Learn how to deploy and run Elasticsearch as a Docker container on your Raspberry Pi 5. This guide covers the complete setup process with optimizations specific to ARM64 architecture and the Pi 5's performance characteristics.

In this comprehensive guide, we'll walk you through running Elasticsearch in Docker containers on ARM architecture on your Desktop Datacenter.

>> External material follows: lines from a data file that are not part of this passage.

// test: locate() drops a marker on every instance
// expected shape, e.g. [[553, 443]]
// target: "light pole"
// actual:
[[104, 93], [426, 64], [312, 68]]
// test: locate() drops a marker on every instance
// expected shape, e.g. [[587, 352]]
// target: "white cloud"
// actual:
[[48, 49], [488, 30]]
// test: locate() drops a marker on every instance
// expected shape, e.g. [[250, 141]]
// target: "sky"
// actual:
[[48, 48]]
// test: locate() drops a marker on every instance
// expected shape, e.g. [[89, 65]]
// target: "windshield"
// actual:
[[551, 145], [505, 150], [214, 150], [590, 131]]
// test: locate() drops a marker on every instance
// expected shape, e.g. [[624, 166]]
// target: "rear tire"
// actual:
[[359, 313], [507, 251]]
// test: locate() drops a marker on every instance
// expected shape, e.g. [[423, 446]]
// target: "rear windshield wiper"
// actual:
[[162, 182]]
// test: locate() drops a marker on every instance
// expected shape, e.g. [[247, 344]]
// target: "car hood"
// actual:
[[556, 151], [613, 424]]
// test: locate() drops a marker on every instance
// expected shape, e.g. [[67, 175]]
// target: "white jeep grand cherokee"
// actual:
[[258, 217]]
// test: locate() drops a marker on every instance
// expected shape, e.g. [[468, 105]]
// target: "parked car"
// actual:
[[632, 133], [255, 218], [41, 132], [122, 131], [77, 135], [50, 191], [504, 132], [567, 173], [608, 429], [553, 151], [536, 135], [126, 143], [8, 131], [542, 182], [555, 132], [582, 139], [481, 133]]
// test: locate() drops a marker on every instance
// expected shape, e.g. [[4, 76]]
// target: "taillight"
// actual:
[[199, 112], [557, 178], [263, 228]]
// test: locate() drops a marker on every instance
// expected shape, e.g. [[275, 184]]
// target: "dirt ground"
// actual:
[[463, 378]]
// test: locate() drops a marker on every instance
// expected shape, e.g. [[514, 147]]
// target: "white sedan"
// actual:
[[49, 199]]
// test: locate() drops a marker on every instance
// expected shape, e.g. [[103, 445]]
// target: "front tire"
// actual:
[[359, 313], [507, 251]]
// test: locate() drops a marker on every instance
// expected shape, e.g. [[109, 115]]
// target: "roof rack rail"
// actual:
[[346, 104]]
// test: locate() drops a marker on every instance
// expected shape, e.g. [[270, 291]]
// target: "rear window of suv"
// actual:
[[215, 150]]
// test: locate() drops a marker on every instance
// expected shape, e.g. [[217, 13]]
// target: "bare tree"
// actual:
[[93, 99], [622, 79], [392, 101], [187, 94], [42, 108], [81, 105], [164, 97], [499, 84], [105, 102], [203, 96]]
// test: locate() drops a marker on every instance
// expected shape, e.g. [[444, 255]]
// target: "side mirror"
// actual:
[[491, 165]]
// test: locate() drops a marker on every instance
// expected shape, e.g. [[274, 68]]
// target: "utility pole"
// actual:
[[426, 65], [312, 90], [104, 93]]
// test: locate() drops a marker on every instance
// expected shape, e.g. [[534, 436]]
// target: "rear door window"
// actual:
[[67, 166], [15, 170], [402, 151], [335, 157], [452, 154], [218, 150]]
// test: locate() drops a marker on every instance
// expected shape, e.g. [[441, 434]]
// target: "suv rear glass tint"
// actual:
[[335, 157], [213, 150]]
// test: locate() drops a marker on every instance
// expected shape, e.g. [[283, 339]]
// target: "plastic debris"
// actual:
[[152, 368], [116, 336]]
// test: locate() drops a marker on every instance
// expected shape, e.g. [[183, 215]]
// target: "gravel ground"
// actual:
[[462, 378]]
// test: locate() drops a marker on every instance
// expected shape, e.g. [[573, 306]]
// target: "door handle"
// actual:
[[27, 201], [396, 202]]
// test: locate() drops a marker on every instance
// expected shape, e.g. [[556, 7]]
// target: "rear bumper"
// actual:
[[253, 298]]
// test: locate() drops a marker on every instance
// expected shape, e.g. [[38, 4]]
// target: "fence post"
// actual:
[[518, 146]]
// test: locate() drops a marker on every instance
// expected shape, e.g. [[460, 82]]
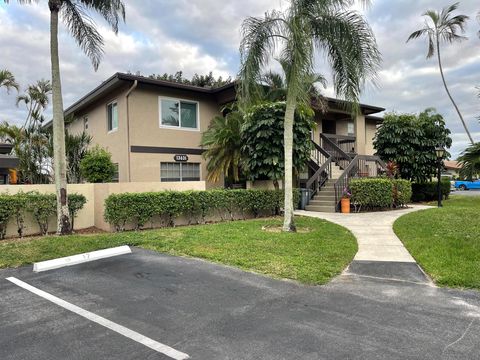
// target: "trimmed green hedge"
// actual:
[[41, 206], [137, 209], [428, 191], [380, 192]]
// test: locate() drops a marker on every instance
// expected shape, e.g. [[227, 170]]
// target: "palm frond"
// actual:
[[111, 10]]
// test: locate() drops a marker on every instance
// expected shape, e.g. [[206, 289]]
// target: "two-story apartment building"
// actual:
[[153, 128]]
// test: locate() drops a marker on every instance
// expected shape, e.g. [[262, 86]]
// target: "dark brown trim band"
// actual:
[[165, 150]]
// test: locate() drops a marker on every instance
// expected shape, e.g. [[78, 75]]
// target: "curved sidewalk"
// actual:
[[374, 233]]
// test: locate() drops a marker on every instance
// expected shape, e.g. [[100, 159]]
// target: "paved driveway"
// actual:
[[168, 306]]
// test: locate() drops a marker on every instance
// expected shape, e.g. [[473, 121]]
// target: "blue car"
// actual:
[[467, 185]]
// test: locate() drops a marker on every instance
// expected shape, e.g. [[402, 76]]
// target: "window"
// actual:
[[350, 128], [179, 172], [178, 113], [112, 116], [115, 173]]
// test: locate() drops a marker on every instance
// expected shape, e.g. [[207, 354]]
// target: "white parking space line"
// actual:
[[122, 330], [80, 258]]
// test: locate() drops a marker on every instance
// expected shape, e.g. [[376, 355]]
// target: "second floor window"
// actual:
[[112, 116], [178, 113]]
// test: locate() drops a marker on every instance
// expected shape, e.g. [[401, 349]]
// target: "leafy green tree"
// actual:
[[7, 80], [76, 147], [97, 166], [82, 27], [36, 99], [470, 161], [409, 141], [222, 143], [293, 36], [207, 80], [443, 27], [262, 138]]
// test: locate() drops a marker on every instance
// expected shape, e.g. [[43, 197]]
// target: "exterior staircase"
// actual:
[[324, 200]]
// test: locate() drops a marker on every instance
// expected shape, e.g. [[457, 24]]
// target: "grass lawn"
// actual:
[[313, 257], [446, 241]]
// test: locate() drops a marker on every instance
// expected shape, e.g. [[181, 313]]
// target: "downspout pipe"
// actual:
[[132, 88]]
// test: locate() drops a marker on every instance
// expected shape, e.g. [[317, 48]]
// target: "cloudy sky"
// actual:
[[203, 35]]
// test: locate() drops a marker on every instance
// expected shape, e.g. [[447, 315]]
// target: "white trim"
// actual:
[[106, 108], [80, 258], [179, 127], [119, 329]]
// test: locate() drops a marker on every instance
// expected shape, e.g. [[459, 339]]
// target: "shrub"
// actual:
[[372, 193], [195, 206], [97, 166], [428, 191], [75, 204], [41, 206], [7, 210]]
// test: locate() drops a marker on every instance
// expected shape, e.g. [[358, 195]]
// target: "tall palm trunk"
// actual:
[[288, 222], [59, 159], [449, 95]]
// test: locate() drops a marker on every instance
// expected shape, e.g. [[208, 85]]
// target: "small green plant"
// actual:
[[97, 166]]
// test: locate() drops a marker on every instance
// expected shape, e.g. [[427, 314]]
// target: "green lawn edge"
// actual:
[[312, 258], [445, 241]]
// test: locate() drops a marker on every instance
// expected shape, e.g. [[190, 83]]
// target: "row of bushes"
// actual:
[[380, 192], [41, 206], [429, 192], [195, 206]]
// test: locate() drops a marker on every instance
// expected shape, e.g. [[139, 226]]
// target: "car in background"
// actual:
[[467, 185]]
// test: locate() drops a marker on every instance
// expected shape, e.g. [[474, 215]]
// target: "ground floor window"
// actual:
[[179, 171]]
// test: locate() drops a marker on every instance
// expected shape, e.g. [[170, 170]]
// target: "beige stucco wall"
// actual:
[[115, 141], [92, 213]]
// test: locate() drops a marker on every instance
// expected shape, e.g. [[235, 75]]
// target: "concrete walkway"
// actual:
[[374, 233]]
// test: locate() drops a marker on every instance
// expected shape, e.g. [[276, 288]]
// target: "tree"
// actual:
[[97, 166], [30, 145], [262, 138], [82, 28], [409, 141], [7, 80], [470, 162], [443, 27], [36, 100], [293, 36], [222, 143]]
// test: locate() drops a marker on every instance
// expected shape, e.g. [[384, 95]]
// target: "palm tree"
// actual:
[[470, 161], [36, 99], [82, 28], [7, 80], [347, 42], [223, 142], [443, 27]]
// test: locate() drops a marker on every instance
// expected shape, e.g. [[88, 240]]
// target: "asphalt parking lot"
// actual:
[[151, 306]]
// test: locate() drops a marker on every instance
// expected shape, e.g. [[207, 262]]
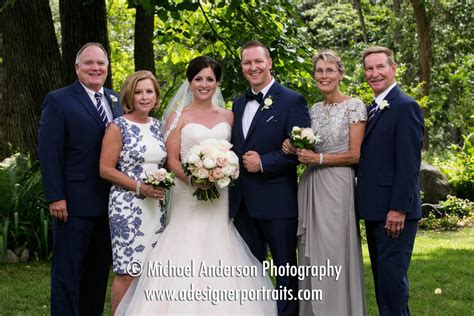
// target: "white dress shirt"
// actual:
[[380, 97], [105, 102], [251, 108]]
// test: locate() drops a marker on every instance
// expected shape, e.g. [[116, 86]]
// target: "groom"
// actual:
[[388, 189], [263, 203]]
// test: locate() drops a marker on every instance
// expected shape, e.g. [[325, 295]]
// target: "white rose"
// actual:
[[223, 182], [307, 133], [232, 158], [202, 173], [209, 163], [193, 158], [198, 164], [296, 129], [236, 174]]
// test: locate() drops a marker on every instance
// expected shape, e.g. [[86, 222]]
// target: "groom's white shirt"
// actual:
[[251, 108], [381, 97]]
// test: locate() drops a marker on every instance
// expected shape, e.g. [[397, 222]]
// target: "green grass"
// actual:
[[440, 260]]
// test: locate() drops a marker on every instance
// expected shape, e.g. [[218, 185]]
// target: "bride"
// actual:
[[200, 264]]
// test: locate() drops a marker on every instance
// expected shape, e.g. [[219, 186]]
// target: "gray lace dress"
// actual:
[[136, 221], [328, 233]]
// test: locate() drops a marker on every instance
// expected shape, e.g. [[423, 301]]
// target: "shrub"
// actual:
[[24, 220], [458, 166], [452, 214]]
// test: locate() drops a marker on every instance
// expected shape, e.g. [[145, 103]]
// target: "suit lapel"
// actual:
[[86, 102], [273, 92], [238, 115], [390, 96]]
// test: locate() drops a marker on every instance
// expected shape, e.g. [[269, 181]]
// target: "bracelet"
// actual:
[[137, 188], [190, 178]]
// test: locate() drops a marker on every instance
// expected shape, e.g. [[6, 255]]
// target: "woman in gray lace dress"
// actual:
[[328, 232]]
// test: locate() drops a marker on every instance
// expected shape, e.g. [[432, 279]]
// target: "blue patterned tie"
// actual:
[[100, 108], [371, 110]]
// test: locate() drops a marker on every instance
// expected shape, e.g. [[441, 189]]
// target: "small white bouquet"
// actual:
[[213, 164], [160, 178], [303, 137]]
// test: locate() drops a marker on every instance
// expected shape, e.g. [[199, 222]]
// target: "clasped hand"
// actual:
[[394, 223], [305, 156], [152, 192], [251, 161]]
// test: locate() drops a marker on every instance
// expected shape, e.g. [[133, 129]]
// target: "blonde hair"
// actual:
[[129, 86], [379, 49], [330, 56], [252, 44]]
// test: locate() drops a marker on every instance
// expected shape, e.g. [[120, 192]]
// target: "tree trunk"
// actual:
[[397, 36], [82, 21], [32, 64], [358, 7], [143, 51], [423, 30]]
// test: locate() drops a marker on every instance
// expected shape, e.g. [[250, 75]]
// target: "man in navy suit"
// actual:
[[388, 189], [263, 203], [72, 126]]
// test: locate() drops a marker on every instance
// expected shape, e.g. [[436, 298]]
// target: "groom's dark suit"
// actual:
[[388, 180], [70, 139], [263, 204]]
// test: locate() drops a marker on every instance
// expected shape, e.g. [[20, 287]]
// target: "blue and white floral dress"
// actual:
[[136, 221]]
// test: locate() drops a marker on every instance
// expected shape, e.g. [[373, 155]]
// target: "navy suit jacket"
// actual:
[[70, 140], [388, 172], [270, 194]]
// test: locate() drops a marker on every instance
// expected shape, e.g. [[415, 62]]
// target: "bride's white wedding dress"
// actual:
[[199, 237]]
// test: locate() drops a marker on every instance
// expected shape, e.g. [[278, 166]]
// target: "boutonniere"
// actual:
[[384, 105], [267, 103], [114, 99]]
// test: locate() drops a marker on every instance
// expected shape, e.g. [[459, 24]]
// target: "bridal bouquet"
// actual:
[[213, 164], [160, 178], [303, 138]]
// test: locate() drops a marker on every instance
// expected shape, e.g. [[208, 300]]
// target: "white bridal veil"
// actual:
[[180, 100]]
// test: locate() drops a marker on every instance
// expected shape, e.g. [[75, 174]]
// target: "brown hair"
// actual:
[[328, 55], [379, 49], [255, 43], [129, 86]]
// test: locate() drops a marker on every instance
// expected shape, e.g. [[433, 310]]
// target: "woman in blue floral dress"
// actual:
[[132, 146]]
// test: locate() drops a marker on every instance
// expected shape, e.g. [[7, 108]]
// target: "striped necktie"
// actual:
[[100, 108], [371, 110]]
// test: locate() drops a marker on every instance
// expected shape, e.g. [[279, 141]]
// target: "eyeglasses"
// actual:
[[327, 71]]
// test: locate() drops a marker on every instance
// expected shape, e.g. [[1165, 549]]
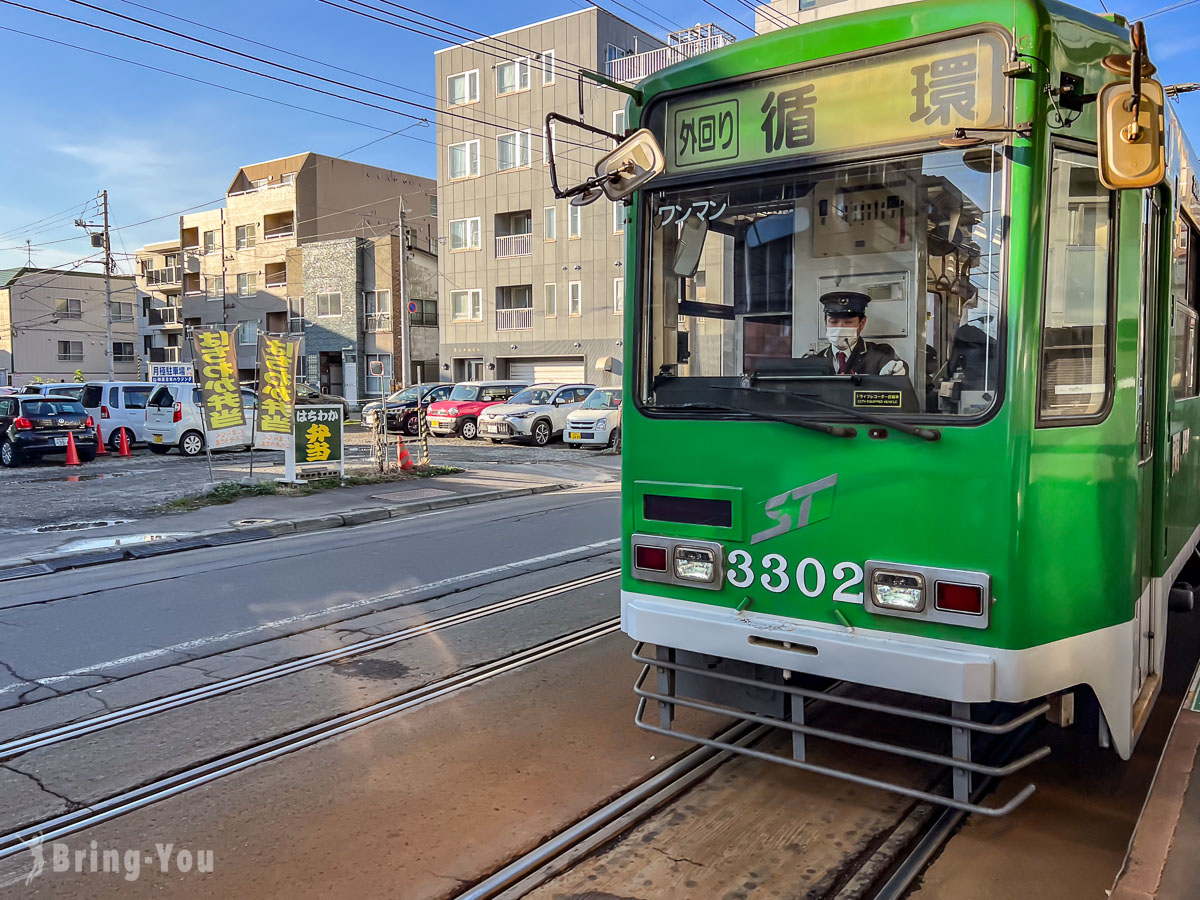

Whether you're building a home lab or managing an edge computing environment, this tutorial will help you leverage your PicoCluster for lightweight search and analytics workloads on your ARM-based Desktop Datacenter.

Prerequisites

Before we begin, ensure you have the following:

  • Hardware: Raspberry Pi 5 with 8GB RAM, 64GB+ high-speed microSD card or SSD
  • Software: Raspberry Pi OS 64-bit or Ubuntu 22.04+ for ARM64, Docker installed
  • Network: All nodes connected and accessible via SSH
  • Knowledge: Basic Docker commands and Linux terminal experience
  • Kubernetes: K8s must already be installed - see our guides for installing Docker on Raspberry Pi 5, K3s installation, or MicroK8s

Background & Context

Elasticsearch traditionally runs on x86 architecture, but with ARM64 support and the Raspberry Pi 5's improved performance, it's now feasible to run lightweight Elasticsearch workloads on ARM-based systems. This setup is perfect for development, testing, or small-scale search applications.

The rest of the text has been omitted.